The typical spa body wrap begins with an exfoliation with a brush or salt scrub, followed by a plaster of clay, minerals, seaweed or trendy shea butter. Next, you are tightly wrapped with either herbal tea infused towels or a plastic-type wrap. Like a Passover brisket, you are then shrouded within a reflective blanket or inserted into a heated humidor. After sufficient braising time, you're extracted, bathed and moisturized.

Innovative variations on the procedure include a dark chocolate/sugar scrub followed by encasement in chocolate fondue, as well as the Dallas specialty, honey barbeque wrap (curiously also available at Subway). Simpler herbal wrap kits found at gift boutiques are meant for the do-it-yourselfer, though a bit of charm is lost as you sit naked, wrapping, on your own toilet seat lid.

In this circumstance at least, I'm pleased to tell you that Mother knows best; no amount of slathering, wrapping and baking will reduce your daughter's cellulite. Not actually a medical term, cellulite is simply regular fat that has stretched out the natural compartments in which it's deposited. An US Magazine cover photo showing lumpy and uneven dimpled areas across thighs and buttocks is the stuff of celebrity nightmares. Unfortunately, the only way to permanently minimize the orange peel look is to lose the extra weight.

Body wraps may temporarily reduce the appearance of cellulite and even slightly decrease the circumference of your body parts for two reasons: dehydration and compression. Wrapping the body, with or without salty seaweed, chocolate or heat, will cause perspiration and water loss from the outer tissues. Similar to the effects of a sauna, this outer dehydration is short-lived. Combine this with tight compressive wrapping and the fleeting illusion will be complete. The ubiquitous guarantees of multiple inch losses are simply the result of combining nearly two-dozen body measurements into a single total.

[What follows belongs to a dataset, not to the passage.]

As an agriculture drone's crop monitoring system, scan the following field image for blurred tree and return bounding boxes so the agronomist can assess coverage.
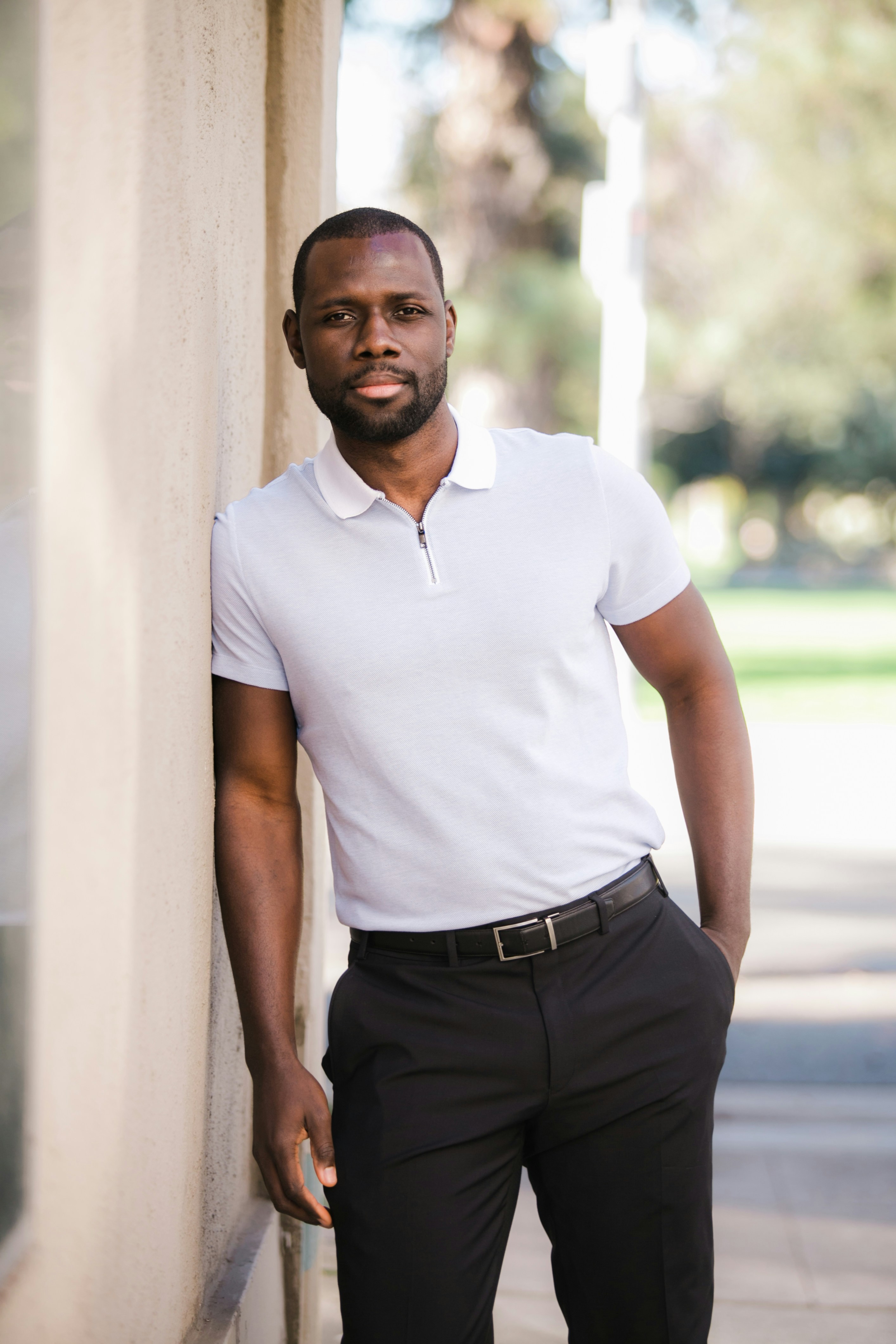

Just because claims of targeted weight loss and cottage cheese removal are bogus, it doesn't mean that body wraps are worthless. There is a definite and significant relaxation benefit of the process, presuming you are not claustrophobic. For some, there's nothing like a little afternoon mummification (for others, it can be a fetish—hint: SafeSearch off). The peaceful pleasure alone often makes an expensive body wrap a good value but expect to emerge more Maya Angelou than Angelina Jolie.

A vacation trip to a fancy hotel and spa is a reasonable time to indulge yourself in relaxing but therapeutically dubious treatments. And, I hope I wasn't too hard on you for asking the wrong question; it's probably better that I stay away from some topics anyway. Not everyone needs to know the entirety of goings-on behind spa doors, especially easily flustered guys like me. I'd much rather stick to questions that don't make me blush—and I'm not just blowing smoke.